“Peters goes out of this house when Miss Bird goes,” cried Mrs. Blight, sinking into a chair and puffing heavily. “Charles, I believe I shall take the old lady’s room for mine, and save coming up stairs. It will be so convenient. And you must run out a new dressing-room and bath-room; those down stairs don’t suit me at all. Aunt Wroat’s personal tastes were so horrid plain. I shall clean out all the present servants. I know that Toppen hates us both, but he was forced to be civil to the heir, you know. And, by the way, we must have mourning clothes, Charles. You must write to your tailor to send a man to take your measure immediately, and I will drop a note to Jay’s, and have them send a complete mourning outfit and a dressmaker to me.”

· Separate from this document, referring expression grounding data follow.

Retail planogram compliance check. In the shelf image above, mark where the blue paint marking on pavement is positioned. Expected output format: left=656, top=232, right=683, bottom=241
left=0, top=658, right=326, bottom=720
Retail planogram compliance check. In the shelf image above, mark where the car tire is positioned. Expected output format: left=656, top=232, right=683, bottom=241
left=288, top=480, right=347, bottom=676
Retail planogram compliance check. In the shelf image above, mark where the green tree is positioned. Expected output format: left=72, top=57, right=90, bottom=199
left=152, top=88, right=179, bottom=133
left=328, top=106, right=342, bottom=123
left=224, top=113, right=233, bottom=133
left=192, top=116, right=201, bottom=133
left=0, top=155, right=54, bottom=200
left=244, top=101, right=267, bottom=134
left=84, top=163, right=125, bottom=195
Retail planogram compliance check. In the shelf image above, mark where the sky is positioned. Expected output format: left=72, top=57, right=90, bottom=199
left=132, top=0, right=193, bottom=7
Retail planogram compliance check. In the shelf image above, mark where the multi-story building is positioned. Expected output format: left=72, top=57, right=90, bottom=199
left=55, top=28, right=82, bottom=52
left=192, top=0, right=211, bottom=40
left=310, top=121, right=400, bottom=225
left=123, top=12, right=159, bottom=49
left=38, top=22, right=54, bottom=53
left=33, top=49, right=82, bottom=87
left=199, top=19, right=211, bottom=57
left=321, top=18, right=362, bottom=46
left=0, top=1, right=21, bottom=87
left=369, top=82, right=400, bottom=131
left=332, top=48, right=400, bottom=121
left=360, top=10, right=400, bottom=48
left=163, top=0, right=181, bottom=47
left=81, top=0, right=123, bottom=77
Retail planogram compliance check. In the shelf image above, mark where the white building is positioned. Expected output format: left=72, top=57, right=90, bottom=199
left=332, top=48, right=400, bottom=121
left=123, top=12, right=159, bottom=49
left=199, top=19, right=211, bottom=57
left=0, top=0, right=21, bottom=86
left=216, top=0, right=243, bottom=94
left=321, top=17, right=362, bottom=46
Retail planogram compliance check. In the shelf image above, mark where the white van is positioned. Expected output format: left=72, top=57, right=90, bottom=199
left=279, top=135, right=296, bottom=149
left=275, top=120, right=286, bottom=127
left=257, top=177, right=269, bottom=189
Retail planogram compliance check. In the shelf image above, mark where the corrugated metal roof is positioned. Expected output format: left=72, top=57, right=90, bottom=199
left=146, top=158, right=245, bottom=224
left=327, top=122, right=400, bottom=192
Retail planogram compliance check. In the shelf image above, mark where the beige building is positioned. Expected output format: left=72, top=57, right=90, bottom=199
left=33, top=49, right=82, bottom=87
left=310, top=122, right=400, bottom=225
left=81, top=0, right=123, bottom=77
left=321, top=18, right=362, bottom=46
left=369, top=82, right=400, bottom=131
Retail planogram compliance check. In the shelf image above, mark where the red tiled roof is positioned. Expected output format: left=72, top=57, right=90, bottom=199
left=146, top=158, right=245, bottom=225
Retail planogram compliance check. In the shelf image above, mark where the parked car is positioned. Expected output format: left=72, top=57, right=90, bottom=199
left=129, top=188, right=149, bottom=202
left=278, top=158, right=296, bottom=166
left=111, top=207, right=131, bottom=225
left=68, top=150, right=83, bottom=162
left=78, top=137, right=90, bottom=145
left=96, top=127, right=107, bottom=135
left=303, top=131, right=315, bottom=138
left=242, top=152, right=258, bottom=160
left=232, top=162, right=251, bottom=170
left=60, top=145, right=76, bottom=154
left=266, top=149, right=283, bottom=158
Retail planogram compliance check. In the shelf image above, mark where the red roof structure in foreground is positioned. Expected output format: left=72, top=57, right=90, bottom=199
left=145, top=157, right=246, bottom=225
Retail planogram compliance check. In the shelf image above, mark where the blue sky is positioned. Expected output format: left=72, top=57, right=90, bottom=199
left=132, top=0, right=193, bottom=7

The notes were written in Mr. Blight’s most grandiloquent style, and although they were brief, they betrayed the complacency of a satisfied heir in every line.

The tailor and dressmaker arrived in due time, and Mrs. Blight discussed ribbons and shades of silk, and the respective merits of French and English crape up stairs, while the old lady was being robed for the grave below, and Lally lay upon her own bed, weeping as though her heart were breaking.

Lally kept to her own room until after the funeral. She could not eat nor sleep. Etiquette forbade her attending her deceased relative to the grave, but she watched the departure of the funeral train from her window, her eyes almost blinded with her tears.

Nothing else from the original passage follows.